High Hopes Head Injury Program
Wednesday, May 24, 2017

Brain Injury

Every brain is different, and thus every brain injury is unique. No two experiences of brain injury will be identical. Brain injury can affect every aspect of and individual’s life: physical, cognitive, emotional, social, and behavioral. There is hope through the recovery progress and services people do get better and regain their lives.

 

There are some commonly seen consequences of brain injury.
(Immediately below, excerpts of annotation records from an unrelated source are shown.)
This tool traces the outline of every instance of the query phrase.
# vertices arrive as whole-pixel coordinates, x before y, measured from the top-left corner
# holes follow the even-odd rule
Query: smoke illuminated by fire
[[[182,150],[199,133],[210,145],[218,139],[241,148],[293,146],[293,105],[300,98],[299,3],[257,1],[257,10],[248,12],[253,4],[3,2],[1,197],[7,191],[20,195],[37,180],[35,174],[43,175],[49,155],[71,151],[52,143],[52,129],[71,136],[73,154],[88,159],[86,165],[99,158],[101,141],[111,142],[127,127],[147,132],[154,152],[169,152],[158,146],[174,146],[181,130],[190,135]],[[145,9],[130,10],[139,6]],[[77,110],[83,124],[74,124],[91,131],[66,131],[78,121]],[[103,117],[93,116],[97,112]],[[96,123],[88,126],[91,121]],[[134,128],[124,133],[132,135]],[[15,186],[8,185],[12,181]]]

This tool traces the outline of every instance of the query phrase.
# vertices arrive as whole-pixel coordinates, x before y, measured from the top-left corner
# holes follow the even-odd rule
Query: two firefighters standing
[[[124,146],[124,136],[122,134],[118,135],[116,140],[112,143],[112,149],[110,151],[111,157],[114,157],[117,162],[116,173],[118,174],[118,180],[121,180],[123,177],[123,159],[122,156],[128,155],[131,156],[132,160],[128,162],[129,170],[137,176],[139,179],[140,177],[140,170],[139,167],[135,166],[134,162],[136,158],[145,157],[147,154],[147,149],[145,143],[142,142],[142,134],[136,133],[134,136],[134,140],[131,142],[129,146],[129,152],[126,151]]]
A person who has sustained a brain injury may experience some of the following:

 

  • Physical Changes
  • Loss of use of one or both arms or legs
  • Balance problems
  • Dizziness
  • Changes in vision
  • Changes in the sense of smell or taste
  • Fatigue
  • Sleep disorders
  • Decreased coordination
  • Changes in sex drive
  • Changes in bowel and or bladder control
  • Speech difficulties
  • Swallowing difficulties
  • Seizures
  • Cognitive Changes

 

Attention and/or concentration difficulties:

 

  • Short term memory problems
  • Difficulty initiating tasks
  • Difficulty following through with tasks
  • Difficulty with organization
  • Problem solving difficulties
  • Reasoning problems
  • Slowed thought process
  • Lack of insight or perception
  • Inability to follow directions
  • Difficulty doing more than one task at a time
  • Difficulty in understanding written and/or verbal communication
  • Difficulty expressing thoughts appropriately
  • Sensitivity to over-stimulation, difficulty filtering out external stimuli

 

Emotional and Behavioral Changes:

 

  • Anxiety
  • Irritability
  • Withdrawal
  • Depression
  • Aggression
  • Inability to control emotions
  • Verbal outbursts
  • Impulsiveness
  • Fear
  • Difficulty interacting in social situations

 

Please be aware that this is a partial list of possible consequences of brain injury. This list should not be constructed as a diagnostic tool. If you suspect that you or a loved one has sustained a brain injury, you need to seek appropriate medical attention.